Therapy can be both deeply effective and meaningfully personal through telehealth—especially when it draws from what is already present in your environment. At Desert Resilience Counseling, sessions are designed to gently integrate your surroundings, creativity, and lived experience into the therapeutic process.

Horticultural therapy and art therapy are offered as complementary approaches, each providing a unique pathway into reflection, insight, and healing.

In horticultural therapy, clients engage with plants, natural elements, or even imagined landscapes as a way of exploring internal experiences.

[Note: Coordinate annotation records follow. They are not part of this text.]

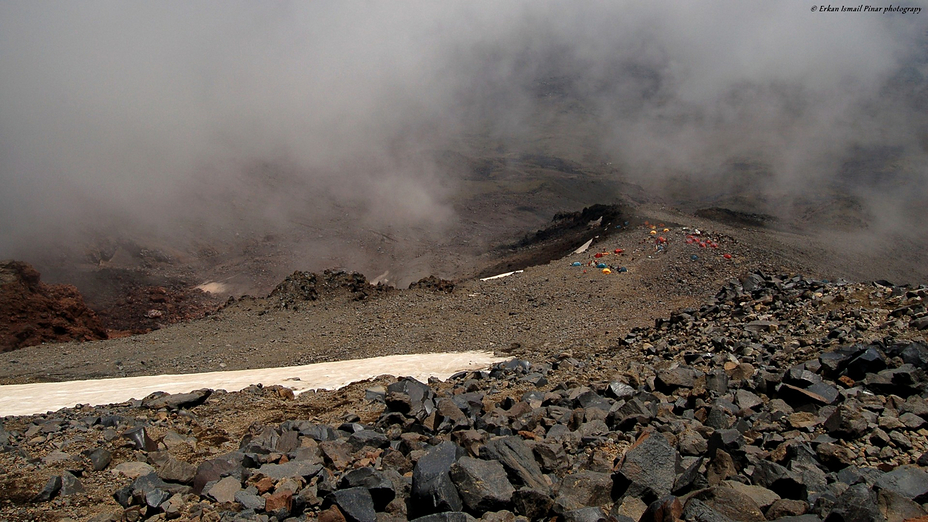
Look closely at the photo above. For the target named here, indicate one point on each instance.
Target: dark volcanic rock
(432, 488)
(648, 468)
(482, 484)
(517, 458)
(355, 504)
(176, 401)
(583, 489)
(847, 421)
(532, 503)
(857, 504)
(381, 488)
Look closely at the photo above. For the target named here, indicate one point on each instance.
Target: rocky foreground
(781, 397)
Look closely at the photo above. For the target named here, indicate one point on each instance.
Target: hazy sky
(125, 112)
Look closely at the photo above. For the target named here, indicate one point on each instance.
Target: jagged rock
(173, 507)
(482, 484)
(293, 468)
(847, 422)
(730, 503)
(698, 511)
(410, 397)
(143, 485)
(100, 458)
(369, 438)
(173, 470)
(786, 507)
(720, 468)
(648, 468)
(909, 481)
(133, 469)
(587, 514)
(896, 508)
(249, 499)
(691, 443)
(447, 516)
(70, 485)
(678, 377)
(140, 439)
(356, 504)
(176, 401)
(432, 488)
(835, 456)
(634, 509)
(857, 504)
(761, 496)
(212, 470)
(779, 479)
(532, 503)
(583, 489)
(51, 489)
(516, 457)
(380, 487)
(224, 490)
(620, 390)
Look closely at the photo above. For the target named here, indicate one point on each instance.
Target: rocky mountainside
(775, 396)
(32, 312)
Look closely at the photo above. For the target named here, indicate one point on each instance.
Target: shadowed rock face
(32, 312)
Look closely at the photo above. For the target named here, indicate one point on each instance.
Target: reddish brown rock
(32, 312)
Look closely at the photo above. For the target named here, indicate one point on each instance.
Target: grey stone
(293, 468)
(355, 504)
(909, 481)
(173, 470)
(212, 470)
(51, 489)
(155, 497)
(747, 399)
(587, 514)
(70, 485)
(847, 421)
(534, 504)
(516, 457)
(779, 479)
(896, 508)
(250, 499)
(176, 401)
(786, 507)
(224, 490)
(697, 511)
(730, 503)
(100, 458)
(648, 468)
(677, 377)
(620, 390)
(583, 489)
(374, 439)
(761, 496)
(140, 439)
(380, 487)
(482, 484)
(447, 516)
(857, 504)
(432, 488)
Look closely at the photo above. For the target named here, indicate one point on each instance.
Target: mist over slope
(199, 126)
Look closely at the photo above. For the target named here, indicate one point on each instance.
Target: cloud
(159, 115)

Through observation, care, and interaction, the natural world becomes a mirror—offering language for growth, adaptation, boundaries, and resilience. Even in a virtual setting, working with what is alive and accessible allows for grounding, regulation, and meaningful connection.

Art therapy offers another avenue for expression, using simple materials such as pen, paper, color, or found objects. The creative process becomes a space where thoughts and emotions can take form visually, often revealing patterns or insights that are difficult to access through words alone. Clients are supported in approaching art-making with curiosity rather than judgment, allowing images and symbols to emerge as a personal and intuitive language.

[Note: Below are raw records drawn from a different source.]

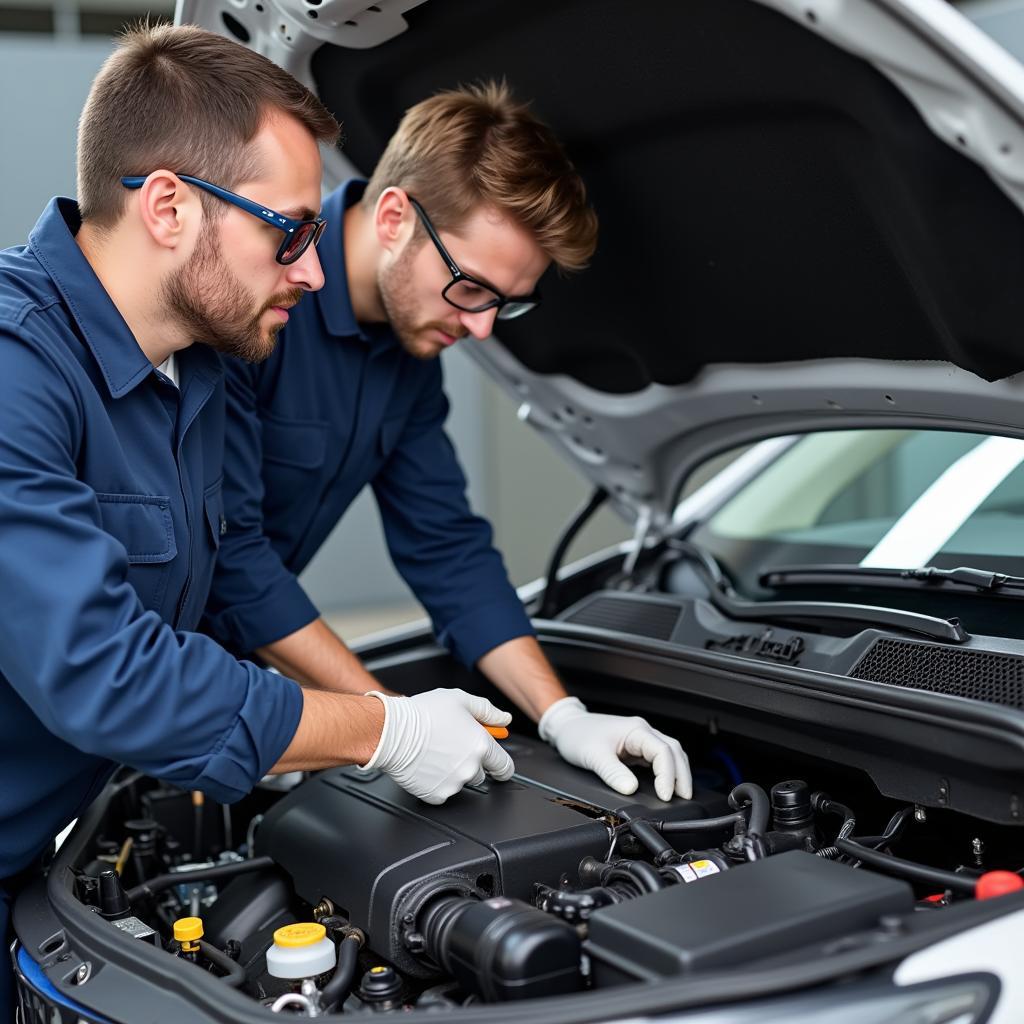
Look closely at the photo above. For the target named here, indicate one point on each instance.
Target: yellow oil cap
(188, 929)
(301, 934)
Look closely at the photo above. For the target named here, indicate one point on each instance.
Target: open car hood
(810, 210)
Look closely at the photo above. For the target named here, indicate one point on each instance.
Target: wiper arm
(730, 603)
(845, 576)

Both approaches are grounded in evidence-based practices, including cognitive behavioral therapy, mindfulness, and trauma-informed care. Together, they support emotional regulation, self-awareness, and the integration of new perspectives.

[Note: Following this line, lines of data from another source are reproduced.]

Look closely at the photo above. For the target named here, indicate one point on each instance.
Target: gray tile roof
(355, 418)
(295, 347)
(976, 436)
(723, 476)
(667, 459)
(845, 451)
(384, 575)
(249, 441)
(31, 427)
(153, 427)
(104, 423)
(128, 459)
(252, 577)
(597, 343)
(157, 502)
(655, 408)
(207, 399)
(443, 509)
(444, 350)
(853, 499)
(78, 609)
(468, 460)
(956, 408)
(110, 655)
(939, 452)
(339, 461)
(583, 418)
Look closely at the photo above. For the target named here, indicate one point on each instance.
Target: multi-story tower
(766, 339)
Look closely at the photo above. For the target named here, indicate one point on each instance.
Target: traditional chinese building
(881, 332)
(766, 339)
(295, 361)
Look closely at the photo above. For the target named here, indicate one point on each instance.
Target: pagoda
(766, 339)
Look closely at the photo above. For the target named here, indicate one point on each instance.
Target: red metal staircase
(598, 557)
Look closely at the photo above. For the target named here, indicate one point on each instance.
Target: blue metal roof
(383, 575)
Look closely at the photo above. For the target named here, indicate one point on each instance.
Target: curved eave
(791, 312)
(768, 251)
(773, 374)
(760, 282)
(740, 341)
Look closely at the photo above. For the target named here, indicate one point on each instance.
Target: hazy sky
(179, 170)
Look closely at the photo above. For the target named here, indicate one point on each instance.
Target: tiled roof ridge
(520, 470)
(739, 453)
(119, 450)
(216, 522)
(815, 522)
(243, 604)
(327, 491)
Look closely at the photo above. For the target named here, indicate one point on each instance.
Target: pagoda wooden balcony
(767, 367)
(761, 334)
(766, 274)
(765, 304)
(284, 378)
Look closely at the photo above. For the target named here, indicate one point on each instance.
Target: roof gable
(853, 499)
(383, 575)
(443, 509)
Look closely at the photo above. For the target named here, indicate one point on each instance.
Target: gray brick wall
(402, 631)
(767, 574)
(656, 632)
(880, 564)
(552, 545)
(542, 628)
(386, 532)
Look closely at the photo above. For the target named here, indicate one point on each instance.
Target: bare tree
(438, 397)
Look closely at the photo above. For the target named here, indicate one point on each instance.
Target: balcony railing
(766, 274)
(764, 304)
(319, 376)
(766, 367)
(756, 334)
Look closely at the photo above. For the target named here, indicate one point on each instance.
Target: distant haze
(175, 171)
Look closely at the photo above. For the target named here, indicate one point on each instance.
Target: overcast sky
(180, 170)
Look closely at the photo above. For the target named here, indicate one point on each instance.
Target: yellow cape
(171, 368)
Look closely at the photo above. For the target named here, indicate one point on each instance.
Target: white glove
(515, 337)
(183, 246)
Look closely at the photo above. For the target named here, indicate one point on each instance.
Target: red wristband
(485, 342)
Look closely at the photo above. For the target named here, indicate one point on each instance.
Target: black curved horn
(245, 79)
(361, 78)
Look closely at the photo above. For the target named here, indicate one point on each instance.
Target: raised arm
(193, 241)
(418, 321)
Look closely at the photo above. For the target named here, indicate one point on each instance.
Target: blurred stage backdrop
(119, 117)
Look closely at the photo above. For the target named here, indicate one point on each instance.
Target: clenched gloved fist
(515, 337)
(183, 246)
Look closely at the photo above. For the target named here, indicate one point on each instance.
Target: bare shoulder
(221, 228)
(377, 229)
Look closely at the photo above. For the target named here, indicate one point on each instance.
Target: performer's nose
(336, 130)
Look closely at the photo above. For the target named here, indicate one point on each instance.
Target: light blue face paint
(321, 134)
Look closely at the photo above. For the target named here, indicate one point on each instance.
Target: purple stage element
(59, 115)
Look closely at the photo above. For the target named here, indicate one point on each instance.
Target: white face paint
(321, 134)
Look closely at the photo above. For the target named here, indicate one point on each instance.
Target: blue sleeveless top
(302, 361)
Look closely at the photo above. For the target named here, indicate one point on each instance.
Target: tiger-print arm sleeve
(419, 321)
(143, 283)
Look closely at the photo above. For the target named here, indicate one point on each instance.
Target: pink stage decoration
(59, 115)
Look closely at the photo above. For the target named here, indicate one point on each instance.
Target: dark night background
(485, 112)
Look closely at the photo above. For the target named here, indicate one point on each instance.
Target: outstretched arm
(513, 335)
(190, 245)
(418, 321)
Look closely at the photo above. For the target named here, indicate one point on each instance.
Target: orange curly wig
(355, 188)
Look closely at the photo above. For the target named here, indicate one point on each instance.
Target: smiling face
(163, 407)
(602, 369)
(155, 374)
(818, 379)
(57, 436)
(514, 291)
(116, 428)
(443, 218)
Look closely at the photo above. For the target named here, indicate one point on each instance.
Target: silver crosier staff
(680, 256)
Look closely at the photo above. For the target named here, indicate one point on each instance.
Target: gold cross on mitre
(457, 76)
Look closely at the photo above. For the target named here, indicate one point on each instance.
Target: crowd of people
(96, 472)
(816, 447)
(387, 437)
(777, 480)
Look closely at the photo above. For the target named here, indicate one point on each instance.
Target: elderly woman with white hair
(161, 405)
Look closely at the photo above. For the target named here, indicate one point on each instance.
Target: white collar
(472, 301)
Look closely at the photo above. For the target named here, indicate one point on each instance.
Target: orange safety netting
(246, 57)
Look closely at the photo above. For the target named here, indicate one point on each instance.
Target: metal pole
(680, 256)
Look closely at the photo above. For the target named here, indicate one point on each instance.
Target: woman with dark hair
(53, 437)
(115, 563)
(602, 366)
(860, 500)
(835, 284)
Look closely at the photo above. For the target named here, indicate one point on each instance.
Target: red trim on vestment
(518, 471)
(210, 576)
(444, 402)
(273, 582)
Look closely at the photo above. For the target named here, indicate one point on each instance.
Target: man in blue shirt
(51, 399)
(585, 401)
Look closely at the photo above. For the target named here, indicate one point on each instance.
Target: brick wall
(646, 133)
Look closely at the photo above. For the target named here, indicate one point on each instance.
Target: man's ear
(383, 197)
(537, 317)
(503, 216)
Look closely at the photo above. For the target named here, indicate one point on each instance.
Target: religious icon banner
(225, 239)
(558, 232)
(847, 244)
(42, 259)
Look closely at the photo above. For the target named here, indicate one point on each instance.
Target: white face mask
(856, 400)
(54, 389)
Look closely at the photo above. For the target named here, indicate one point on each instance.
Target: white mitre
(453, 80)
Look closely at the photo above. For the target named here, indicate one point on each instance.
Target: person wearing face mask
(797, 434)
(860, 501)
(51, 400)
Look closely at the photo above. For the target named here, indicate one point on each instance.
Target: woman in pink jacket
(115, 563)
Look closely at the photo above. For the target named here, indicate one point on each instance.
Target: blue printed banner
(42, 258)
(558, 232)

No specialized materials or perfect conditions are required. Whether through tending a plant, sketching an image, or simply noticing what is present in your space, therapy becomes something that can unfold organically—rooted in your real, everyday environment.

At its core, this work is based on a simple belief:
healing does not require ideal circumstances—only a willingness to engage with what is present and possible.